This bill mandates that financial institutions verify the citizenship or lawful immigration status of new account holders and imposes criminal penalties for undocumented individuals who open or maintain accounts.
Keith Self
Representative
TX-3
The Know Your American Customer Act mandates that financial institutions verify the U.S. citizenship or lawful immigration status of individuals opening new accounts. This verification requires specific documentation, and accounts opened by individuals whose authorized stay expires will face temporary restrictions followed by mandatory closure if status is not updated. The Act also establishes new criminal penalties for individuals who are not lawfully present for opening or maintaining active accounts at these institutions.
Starting 90 days after this bill hits the books, opening a bank account will look a lot more like a trip to the DMV. The 'Know Your American Customer Act' requires every bank and credit union in the U.S. to verify that you are either a U.S. citizen or a lawfully present resident before you can open an account. It specifically lists the paperwork you'll need—think REAL ID-compliant licenses, passports, or birth certificates—and it doesn't just apply to individuals. If you’re starting a small business or a legal entity, the person in charge has to show their papers too.
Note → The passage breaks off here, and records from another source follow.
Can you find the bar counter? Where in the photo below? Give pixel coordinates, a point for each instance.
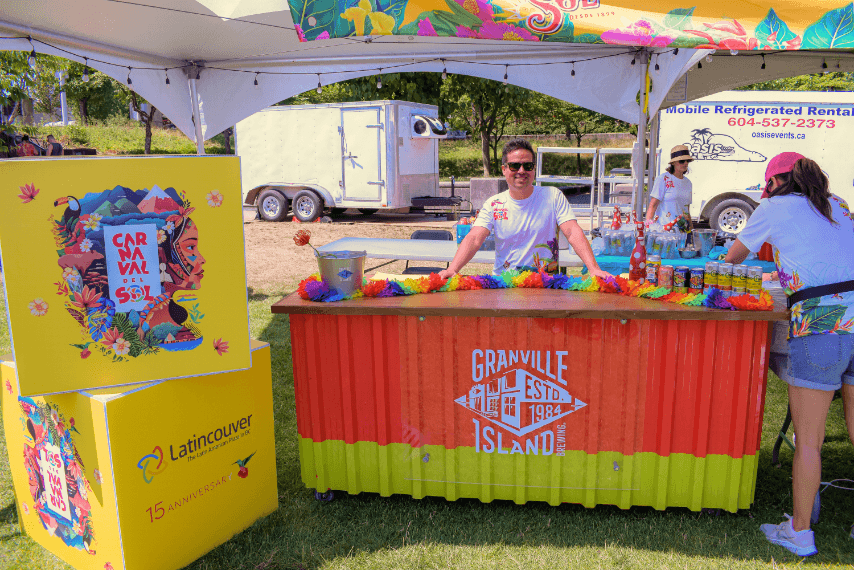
(531, 395)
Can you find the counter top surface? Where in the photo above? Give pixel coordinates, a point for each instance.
(542, 303)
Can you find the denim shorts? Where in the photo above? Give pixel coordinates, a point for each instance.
(821, 361)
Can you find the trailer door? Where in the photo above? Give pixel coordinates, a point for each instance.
(361, 143)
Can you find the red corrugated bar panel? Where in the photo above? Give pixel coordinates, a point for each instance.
(600, 384)
(347, 377)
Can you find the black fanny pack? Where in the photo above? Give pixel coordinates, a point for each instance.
(820, 291)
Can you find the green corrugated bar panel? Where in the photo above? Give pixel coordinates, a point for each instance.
(648, 479)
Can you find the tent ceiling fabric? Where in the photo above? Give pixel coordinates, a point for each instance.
(235, 41)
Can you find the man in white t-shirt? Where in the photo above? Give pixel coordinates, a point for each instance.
(523, 220)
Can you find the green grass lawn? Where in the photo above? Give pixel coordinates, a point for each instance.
(369, 531)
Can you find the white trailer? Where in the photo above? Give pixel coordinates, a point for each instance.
(368, 155)
(732, 136)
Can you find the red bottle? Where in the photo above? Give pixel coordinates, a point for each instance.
(637, 261)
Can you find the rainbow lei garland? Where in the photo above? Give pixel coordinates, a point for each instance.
(315, 289)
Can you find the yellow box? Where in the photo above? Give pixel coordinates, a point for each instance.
(122, 271)
(154, 476)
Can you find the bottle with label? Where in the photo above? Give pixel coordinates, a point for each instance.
(637, 261)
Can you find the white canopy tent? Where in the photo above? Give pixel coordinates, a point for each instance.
(215, 51)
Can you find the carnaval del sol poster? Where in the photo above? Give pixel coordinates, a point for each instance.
(123, 270)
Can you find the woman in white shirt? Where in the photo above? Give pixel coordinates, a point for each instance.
(812, 234)
(671, 192)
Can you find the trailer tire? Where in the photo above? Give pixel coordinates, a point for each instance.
(272, 206)
(307, 206)
(730, 216)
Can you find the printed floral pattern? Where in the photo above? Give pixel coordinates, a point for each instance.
(38, 307)
(525, 20)
(46, 425)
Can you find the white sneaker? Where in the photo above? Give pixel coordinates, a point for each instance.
(801, 542)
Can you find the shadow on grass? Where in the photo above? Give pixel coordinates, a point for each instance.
(368, 530)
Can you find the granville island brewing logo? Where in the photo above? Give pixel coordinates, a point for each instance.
(519, 391)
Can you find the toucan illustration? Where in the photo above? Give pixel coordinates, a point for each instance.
(72, 212)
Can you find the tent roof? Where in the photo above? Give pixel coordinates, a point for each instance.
(236, 41)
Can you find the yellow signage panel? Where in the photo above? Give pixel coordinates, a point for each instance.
(115, 480)
(122, 271)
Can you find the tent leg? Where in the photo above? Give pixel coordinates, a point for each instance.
(197, 120)
(639, 158)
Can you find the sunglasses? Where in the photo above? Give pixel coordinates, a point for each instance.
(514, 166)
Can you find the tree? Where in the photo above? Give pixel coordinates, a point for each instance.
(485, 107)
(834, 81)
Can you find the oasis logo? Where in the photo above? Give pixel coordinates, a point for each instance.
(706, 145)
(152, 464)
(521, 393)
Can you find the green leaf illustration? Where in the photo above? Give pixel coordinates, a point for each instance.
(770, 26)
(679, 19)
(834, 30)
(824, 318)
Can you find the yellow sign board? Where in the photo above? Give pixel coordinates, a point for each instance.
(122, 271)
(114, 480)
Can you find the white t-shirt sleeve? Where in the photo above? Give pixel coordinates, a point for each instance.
(658, 188)
(758, 228)
(563, 211)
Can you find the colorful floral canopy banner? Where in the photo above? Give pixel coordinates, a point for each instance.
(702, 24)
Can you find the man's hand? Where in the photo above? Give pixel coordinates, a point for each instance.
(599, 273)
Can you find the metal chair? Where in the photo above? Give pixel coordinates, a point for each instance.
(437, 235)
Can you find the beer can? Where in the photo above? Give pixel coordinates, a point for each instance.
(665, 276)
(711, 277)
(695, 283)
(680, 279)
(725, 278)
(754, 280)
(739, 279)
(653, 262)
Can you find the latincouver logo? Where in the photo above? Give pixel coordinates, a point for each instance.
(520, 391)
(706, 145)
(152, 464)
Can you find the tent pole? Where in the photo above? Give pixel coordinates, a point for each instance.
(653, 151)
(639, 158)
(197, 120)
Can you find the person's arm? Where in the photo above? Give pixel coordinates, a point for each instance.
(737, 253)
(650, 211)
(576, 238)
(469, 246)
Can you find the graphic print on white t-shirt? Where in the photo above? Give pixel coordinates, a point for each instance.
(526, 230)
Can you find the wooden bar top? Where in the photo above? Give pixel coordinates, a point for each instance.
(542, 303)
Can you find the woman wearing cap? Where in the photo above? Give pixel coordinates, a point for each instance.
(671, 193)
(812, 234)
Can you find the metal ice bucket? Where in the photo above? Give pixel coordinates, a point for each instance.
(342, 270)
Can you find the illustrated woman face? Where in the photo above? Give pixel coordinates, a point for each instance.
(190, 260)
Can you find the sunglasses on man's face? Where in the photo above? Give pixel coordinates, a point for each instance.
(514, 166)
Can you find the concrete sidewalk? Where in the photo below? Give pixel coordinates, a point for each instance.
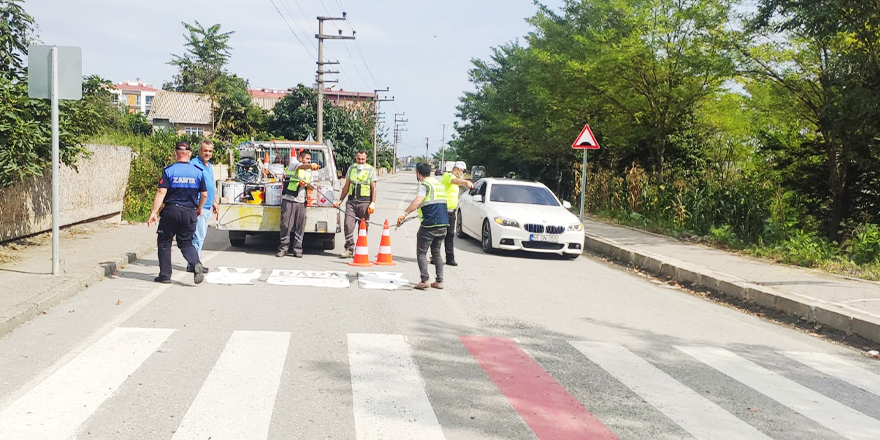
(88, 253)
(845, 304)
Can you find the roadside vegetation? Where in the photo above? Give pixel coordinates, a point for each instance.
(754, 127)
(25, 138)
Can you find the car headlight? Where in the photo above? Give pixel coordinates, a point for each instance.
(506, 222)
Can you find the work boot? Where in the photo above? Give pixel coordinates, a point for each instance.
(198, 273)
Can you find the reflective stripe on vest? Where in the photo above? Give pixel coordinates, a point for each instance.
(362, 179)
(452, 195)
(432, 211)
(304, 176)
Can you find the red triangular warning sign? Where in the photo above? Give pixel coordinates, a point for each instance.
(586, 140)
While you won't need to re-verify for new accounts at a bank where you already have one, any new joint holders or authorized signers you add to your existing accounts will have to run the documentation gauntlet.
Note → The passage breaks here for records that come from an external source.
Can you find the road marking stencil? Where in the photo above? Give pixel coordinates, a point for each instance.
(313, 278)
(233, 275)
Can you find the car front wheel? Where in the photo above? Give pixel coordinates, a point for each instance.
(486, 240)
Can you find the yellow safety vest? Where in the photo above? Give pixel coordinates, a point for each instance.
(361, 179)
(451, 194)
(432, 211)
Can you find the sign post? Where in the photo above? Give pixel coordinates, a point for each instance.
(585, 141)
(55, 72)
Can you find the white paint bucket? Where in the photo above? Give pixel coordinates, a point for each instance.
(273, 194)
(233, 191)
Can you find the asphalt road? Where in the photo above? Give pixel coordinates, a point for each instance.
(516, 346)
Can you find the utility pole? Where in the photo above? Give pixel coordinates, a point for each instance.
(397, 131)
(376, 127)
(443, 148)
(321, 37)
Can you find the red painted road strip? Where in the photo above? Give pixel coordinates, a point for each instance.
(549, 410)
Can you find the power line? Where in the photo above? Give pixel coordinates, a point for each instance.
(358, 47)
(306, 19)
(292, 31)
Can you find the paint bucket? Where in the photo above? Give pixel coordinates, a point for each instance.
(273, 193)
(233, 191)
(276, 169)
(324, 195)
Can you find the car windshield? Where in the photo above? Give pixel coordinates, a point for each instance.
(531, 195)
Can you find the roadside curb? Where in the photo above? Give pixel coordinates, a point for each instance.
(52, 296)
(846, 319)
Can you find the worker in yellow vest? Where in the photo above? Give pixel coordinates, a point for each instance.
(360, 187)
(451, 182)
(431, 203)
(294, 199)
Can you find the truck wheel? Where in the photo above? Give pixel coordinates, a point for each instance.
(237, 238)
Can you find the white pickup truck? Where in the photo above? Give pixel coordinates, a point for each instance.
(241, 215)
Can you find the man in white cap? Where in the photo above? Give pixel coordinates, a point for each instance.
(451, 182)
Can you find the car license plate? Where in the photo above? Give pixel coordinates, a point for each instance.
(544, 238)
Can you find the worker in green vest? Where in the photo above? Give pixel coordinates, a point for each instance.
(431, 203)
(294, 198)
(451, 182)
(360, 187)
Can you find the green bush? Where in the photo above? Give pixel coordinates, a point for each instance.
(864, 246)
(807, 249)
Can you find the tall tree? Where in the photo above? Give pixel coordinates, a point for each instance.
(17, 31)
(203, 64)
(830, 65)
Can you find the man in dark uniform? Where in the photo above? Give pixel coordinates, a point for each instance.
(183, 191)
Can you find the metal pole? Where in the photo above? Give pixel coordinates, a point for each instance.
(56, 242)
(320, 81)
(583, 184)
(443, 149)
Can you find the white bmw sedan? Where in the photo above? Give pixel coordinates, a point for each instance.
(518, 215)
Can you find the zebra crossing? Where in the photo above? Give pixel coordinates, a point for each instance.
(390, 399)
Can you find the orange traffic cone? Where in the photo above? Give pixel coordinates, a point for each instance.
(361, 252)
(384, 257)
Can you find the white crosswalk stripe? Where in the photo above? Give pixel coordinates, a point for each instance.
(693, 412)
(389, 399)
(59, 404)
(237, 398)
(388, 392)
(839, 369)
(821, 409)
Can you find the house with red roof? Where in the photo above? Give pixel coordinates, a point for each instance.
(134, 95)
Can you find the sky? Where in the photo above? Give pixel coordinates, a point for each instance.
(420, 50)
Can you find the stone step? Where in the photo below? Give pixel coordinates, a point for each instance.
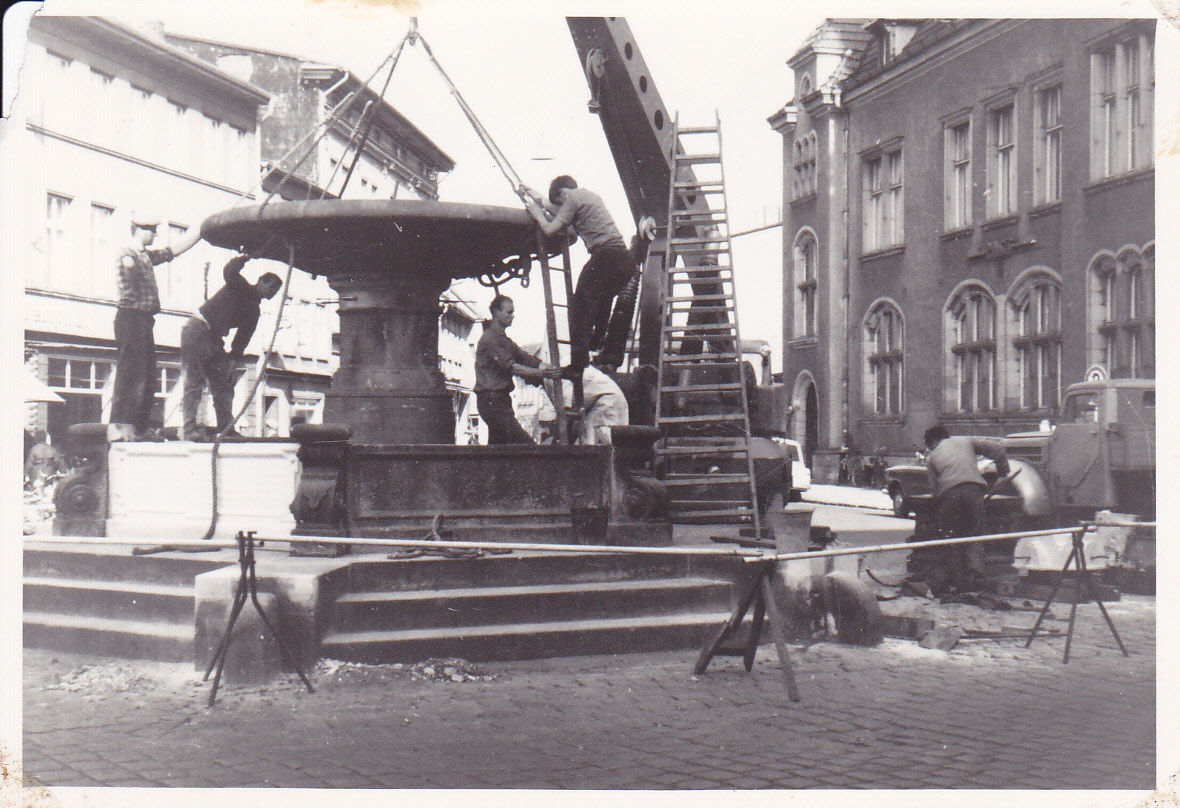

For those in the U.S. on temporary visas, the bill creates a high-stakes timeline. If you open an account using a temporary stay authorization, you have to file a specific Treasury form documenting exactly when your legal stay expires. Once that date hits, the clock starts ticking: you get 30 days of full access, followed by a 60-day 'restricted' period where the bank can only accept deposits. During those 60 days, your debit card is cut off, and wire transfers are blocked. If you don't provide updated proof of lawful presence by the end of that 90-day window, the bank is legally required to close your account entirely. For a tech worker on an H-1B visa or a student awaiting a visa renewal, a paperwork delay at a government office could suddenly mean losing access to the money needed for rent or groceries.
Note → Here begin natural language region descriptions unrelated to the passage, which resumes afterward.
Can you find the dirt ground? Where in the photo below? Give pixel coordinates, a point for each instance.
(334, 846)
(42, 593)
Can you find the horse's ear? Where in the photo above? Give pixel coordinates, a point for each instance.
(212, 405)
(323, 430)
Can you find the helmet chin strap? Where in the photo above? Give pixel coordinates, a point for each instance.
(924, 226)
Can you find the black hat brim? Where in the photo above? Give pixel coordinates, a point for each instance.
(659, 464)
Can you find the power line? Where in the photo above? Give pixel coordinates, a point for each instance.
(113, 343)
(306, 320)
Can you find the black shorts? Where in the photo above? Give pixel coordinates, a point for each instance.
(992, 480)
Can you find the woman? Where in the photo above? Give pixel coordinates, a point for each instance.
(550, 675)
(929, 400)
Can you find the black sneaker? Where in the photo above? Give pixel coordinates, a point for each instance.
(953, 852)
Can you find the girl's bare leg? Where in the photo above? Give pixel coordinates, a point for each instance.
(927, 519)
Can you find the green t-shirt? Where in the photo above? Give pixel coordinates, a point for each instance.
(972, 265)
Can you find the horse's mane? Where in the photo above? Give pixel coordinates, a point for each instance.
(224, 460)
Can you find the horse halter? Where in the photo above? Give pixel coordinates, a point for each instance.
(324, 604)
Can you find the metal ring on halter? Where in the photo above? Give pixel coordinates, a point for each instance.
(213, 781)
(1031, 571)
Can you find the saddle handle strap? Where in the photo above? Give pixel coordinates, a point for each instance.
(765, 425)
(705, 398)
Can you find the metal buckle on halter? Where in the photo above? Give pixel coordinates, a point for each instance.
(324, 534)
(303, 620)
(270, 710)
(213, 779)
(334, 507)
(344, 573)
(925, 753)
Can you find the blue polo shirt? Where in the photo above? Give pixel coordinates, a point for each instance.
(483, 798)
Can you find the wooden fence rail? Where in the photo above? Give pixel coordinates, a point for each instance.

This isn't just a suggestion for banks; it’s a mandate with some of the heaviest penalties we’ve seen in financial regulation. If an individual who is not lawfully present (or has a removal order) opens or even maintains an active account, they could face a fine of up to $1,000,000 and a year in prison. The bill also cracks down on using 'middlemen' or legal entities to bypass these rules, applying those same million-dollar fines to anyone trying to hide their status behind a business shell. While there are some exceptions—like for those with pending asylum applications or people whose authorized stay ended less than 90 days ago—the threat of criminal charges adds a massive layer of risk to everyday financial activity.
By overriding state laws and giving the Treasury Department just 90 days to finalize the rules, this bill moves fast to change how we interact with our money. For the average person, it means more paperwork and potentially longer wait times at the bank while staff verify naturalization papers or birth certificates. For financial institutions, the burden is on them to freeze or close accounts of anyone deemed ineligible, or face civil penalties themselves. While the bill includes 'good faith' protections for banks that try their best to comply, the real-world impact will likely be felt most by those with complicated immigration statuses or people who struggle to access the specific, high-level identification documents required by the new federal standards.